Use in Lactation: After intravenous administration, Magnesium is distributed into breast milk, and the concentration of Magnesium in the breast milk is approximately twice that in the maternal serum. Magnesium salts should therefore be used with caution in lactating patients. However, Magnesium is cleared from the breast milk within 24 hour of the cessation of the infusion.

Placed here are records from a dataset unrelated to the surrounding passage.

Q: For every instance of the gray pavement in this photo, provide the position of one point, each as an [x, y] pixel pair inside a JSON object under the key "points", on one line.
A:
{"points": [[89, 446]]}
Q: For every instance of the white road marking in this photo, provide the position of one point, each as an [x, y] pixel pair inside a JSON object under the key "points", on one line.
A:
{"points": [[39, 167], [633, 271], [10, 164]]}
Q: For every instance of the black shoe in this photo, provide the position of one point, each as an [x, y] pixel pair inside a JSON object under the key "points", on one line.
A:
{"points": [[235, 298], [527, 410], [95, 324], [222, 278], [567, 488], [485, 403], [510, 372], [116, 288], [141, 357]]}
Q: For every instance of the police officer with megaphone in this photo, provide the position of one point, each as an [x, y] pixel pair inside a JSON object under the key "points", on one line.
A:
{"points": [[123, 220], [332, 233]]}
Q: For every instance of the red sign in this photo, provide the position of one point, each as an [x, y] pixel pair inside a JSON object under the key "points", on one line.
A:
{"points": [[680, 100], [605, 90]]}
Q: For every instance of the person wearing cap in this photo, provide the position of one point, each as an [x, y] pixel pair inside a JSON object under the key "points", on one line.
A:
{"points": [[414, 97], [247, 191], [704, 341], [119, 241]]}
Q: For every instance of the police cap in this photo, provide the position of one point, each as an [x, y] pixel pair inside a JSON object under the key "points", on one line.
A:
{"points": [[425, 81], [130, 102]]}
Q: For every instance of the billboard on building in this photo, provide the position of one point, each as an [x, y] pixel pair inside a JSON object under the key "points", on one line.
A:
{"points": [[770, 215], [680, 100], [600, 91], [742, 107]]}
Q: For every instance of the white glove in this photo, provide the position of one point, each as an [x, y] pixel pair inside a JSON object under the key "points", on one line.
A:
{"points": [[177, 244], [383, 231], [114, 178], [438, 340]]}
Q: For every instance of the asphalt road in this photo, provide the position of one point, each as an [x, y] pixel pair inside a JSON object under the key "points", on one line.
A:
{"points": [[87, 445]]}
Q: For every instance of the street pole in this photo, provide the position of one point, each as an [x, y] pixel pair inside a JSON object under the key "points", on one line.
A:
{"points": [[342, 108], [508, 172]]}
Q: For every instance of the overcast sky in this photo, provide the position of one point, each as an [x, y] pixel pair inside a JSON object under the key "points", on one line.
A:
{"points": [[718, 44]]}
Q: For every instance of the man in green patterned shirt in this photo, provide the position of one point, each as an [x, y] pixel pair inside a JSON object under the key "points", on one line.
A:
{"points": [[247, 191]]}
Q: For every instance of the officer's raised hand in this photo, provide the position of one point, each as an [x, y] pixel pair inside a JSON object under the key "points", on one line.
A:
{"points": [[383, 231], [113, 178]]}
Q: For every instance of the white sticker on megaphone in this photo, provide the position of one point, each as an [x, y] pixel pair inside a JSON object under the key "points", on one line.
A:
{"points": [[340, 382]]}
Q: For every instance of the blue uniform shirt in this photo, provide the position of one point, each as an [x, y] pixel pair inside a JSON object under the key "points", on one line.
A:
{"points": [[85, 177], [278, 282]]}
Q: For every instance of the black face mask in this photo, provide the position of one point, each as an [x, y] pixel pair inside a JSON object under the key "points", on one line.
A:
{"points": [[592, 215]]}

Use In Pregnancy & Lactation
Use in Pregnancy: Magnesium Sulfate is administered to pregnant women to treat seizures associated with severe pre-eclampsia and eclampsia. Magnesium Sulfate readily crosses the placenta. Fetal serum concentrations approximate those of the mother. If Magnesium Sulfate is administered in the two hours preceding delivery, the neonate may be born with signs of hypermagnesemia, including respiratory depression, and therefore Magnesium Sulfate Injection should not be given in the two hours preceding delivery unless it is the only therapy available to prevent or treat eclamptic seizures. Bony abnormalities and congenital rickets have been reported in neonates born mother treated with parenteral Magnesium Sulfate for prolonged periods of time (4 - 13 weeks duration).
Use in Lactation: After intravenous administration, Magnesium is distributed into breast milk, and the concentration of Magnesium in the breast milk is approximately twice that in the maternal serum. Magnesium salts should therefore be used with caution in lactating patients. However, Magnesium is cleared from the breast milk within 24 hour of the cessation of the infusion.
Adverse Reactions
Painful intramuscular injection.
Excessive administration of magnesium sulfate may result in hypermagnesemia. The signs of hypermagnesemia may include: nausea, vomiting, flushing, hypotension, muscle weakness, muscle paralysis, blurred or double vision, CNS depression and loss of reflexes.
More severe hypermagnesemia may result in respiratory depression, respiratory paralysis, renal failure, coma, cardiac arrhythmias and cardiac arrest.
Hypocalemia with tetany, secondary to hypermagnesemia, has been reported.
Drug Interactions
This product should be administered with care when coadministered with Ritodrine hydrochloride.
Magnesium salt should be administered with caution in patients treated with cardiac glycosides, since heart block may occur if calcium salt are required to treat magnesium toxicity.
Concurrent use of Magnesium Salt and CNS depressant drugs may result in an enhanced CNS depressant effect.
Concurrent use of Magnesium Salt with neuromuscular blocking agents may result in an excessive neuromuscular blockade.
Concurrent use of Magnesium Sulfate and nifedipine may result in an exaggerated hypotensive response.
Clinical symptom: Creatine phosphokinase (CPK) levels may increase.
Mechanism and risk factors: The mechanism for the increase in CPK with threatened premature delivery.
Incompatibilities: Magnesium Sulfate is incompatible with Calcium Salts. Calcium Sulfate may precipitate when Calcium Salt are mixed with Magnesium Sulfate in the same i.v. solution.
Magnesium salt have also been reported to be incompatible with alkaly carbonates and bicarbonates and soluble phosphates.
Storage
Store below 30°C.
Do not use if the solution is cloudy, changes colour, containing visible solid particles, also if the container is damaged and leaking.
MIMS Class
ATC Classification
B05XA05 - magnesium sulfate ; Belongs to the class of electrolyte solutions used in I.V. solutions.
Presentation/Packing
Inj conc (amp) 200 mg/mL x 20 mL x 5's. 400 mg/mL x 20 mL x 5's.